The Moi Non Plus - The Moi Non Plus
Album Review

The Moi Non Plus – The Moi Non Plus

Europe has a mixed record on being at the forefront. The French with Air, Daft punk and new-House mixed in with Hallyday, sophisticated Italy also breeding entire shrill goth symphonic opera-baiting subcultures, Croatian fusion- metal jazz culturally jammed next to tinny euro-pop and mullet-burdened soft metal.

Frankly, Dutch duo Moi Plus Non straddle both sides of this schzio continental characteristic. Theirs is the type of pared-down tool-fitted abrasive and yet slippery art-rock which is the cool sound of 2001 and 2011 alike, within it shards of Sonic Youth’s alt- verse of perennial noise-core and anti-anthems. Yet it also sounds lagged on the tails of 2003, with its post-Faint Spartan death-funk evoking Liars and all those kindred scowling vibes of that displaced underground launched all over the VJ afternoon listings for kids that never got beyond the Strokes.

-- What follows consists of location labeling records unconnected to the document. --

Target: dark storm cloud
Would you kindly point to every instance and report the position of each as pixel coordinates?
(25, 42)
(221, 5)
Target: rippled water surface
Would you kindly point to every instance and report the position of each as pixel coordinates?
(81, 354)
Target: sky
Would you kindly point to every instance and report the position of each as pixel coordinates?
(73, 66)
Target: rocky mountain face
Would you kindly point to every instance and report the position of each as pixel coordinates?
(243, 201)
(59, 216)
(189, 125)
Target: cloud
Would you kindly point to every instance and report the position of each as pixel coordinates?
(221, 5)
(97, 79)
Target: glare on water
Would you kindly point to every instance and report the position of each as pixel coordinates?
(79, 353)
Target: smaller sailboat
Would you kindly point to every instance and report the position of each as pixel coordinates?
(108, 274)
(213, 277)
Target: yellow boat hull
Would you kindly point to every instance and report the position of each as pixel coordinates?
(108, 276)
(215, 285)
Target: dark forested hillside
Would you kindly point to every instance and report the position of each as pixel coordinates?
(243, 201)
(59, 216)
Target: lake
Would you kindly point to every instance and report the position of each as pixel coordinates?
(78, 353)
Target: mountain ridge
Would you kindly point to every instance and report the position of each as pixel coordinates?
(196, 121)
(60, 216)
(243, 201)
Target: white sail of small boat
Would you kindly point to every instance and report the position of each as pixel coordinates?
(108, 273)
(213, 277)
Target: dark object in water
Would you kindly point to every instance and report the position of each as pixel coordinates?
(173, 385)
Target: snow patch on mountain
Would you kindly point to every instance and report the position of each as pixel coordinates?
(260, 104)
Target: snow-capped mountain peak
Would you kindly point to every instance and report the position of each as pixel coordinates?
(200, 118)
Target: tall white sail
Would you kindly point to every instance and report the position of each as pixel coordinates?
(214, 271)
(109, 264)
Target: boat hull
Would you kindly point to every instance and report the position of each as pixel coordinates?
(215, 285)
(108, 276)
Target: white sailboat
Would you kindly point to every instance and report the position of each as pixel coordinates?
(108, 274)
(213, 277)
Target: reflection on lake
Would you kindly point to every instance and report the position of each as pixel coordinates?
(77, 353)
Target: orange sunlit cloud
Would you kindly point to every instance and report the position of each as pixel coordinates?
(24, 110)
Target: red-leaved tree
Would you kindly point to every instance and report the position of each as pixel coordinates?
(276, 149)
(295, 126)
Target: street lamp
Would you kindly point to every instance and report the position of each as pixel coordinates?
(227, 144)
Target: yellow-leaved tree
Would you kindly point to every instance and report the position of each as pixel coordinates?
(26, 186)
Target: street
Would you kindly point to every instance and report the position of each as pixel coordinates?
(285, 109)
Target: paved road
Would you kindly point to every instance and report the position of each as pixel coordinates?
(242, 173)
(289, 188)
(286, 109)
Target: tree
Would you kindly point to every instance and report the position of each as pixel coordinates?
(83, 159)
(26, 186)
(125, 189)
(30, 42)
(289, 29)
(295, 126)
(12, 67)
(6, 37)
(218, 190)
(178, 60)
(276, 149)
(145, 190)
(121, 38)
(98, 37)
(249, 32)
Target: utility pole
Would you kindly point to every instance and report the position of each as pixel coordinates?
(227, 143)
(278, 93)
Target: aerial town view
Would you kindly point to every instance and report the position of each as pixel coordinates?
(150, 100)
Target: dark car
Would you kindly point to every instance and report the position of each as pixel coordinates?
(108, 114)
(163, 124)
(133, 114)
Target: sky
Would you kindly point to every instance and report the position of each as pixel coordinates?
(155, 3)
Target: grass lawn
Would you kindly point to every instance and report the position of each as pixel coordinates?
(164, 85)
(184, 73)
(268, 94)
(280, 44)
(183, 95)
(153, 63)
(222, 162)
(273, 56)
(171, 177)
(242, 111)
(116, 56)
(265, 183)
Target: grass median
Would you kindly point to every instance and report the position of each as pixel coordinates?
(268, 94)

Right from the off, these ‘me neithers’ keep things lean and unostentatious, teetering melodically between a honed machine electro- tribalism and buzzer- skeleton post funk. At worst with a (half) baked larrisitude that suggests the band leaving a metronome-program to auto- compose over a woozy long lunch.

Ha-ha starts off atonal, careering keyboards fading in over a raw Spartan drum track until the bass plumes around the beats, but it feels like dressing twigs and calling them sculptures. ‘I lie’ follows the old post-punk template; Joy Division to TNV of near-steel primal drums and thin industrial shards of guitar spread over the beat. So far, so stock; ‘Jil Sander’ starts off in similar vein, low-drones see—sawing over a echo-chamber complaint, and . But like all good dance music-it builds its heart around on layers vertical and lateral building and revealing themselves, and like all good electroclash, hardcore –aping tempo switches and synchs echoing the nerve-binding acoustics of breakdowns.

Then from on Moi Non Plus play up the chancer-experimentalist schizophrenia with their anonymous near-joke titles colliding with unexpected aural avenues and visible technical smarts in their slickly self-produced mixes. Punchy cuts like ‘What if we do it’ with its title refrain and ‘beautiful face’ rhymes especially play the art-school abstract-dumb-pop thrill balance card, teetering between sing-along’s and oblivion into a violent gallery music. Unusually forthright vocals at the forefront of ‘Where is everything’ melt into bursts of warm psych-sound; two eastern strands- the atonal middle-eastern and the shimmering orient fight against each other, at cryogenic speeds with de-tuned divisions of Hook-lines, 1980 Closer era. And ‘I’ve got the heart’ brings in the heartache in an off-key register at war again with an intruding major-chord switch which pushes against the sadness in one of the Non plus’s most developed melodies. Consolation in confident high-mix harmonies becomes yells and screams against the wrapping melody which ripples and fades encircling him and there in the background like crazed seagull attacks, ambient noise becomes spiked glass. But at its tail snaps ‘Johnny’ like a bar-room mutant son of the Stooges, bratty and caterwauling on the road to nowhere.

Just to confuse—or reiterate—the central theme, events turn more ambient and Ambien alike on the weird and woolly final trio of tracks.’ ‘Sudden Impact’ hangs around on spaced-out roofed up vibes for 2.30 minutes in what used to be called glacial, until Moi Non Plus suddenly jerk into a brittle reedy C83 style eighties anti-melody jingles assaulted by industrial-sized samples from an army gym in electro-terror land, all crackling samples, cogs and robo-voices. I Want It’ remains in the same melange, but adopts a straight up pile-driving shoe-gaze effect akin to dusk forest road driving in the frost with smothered cries from a low-tuned punk noise drawing into contrast against the wilderness. ‘Wake-Up’ remains in a skip of oblique sounds until it hits the Sonic Youth trail, with counter-harmonies allied to a strange rock and roll forward drive, creeping bass-lines threaten to just rock-out but instead get wrapped in twisting tangled notes like toffee spiderwebs.

So—on balance, a recommendation, even if it’s all too diffuse and quotation-marked to really move you from within.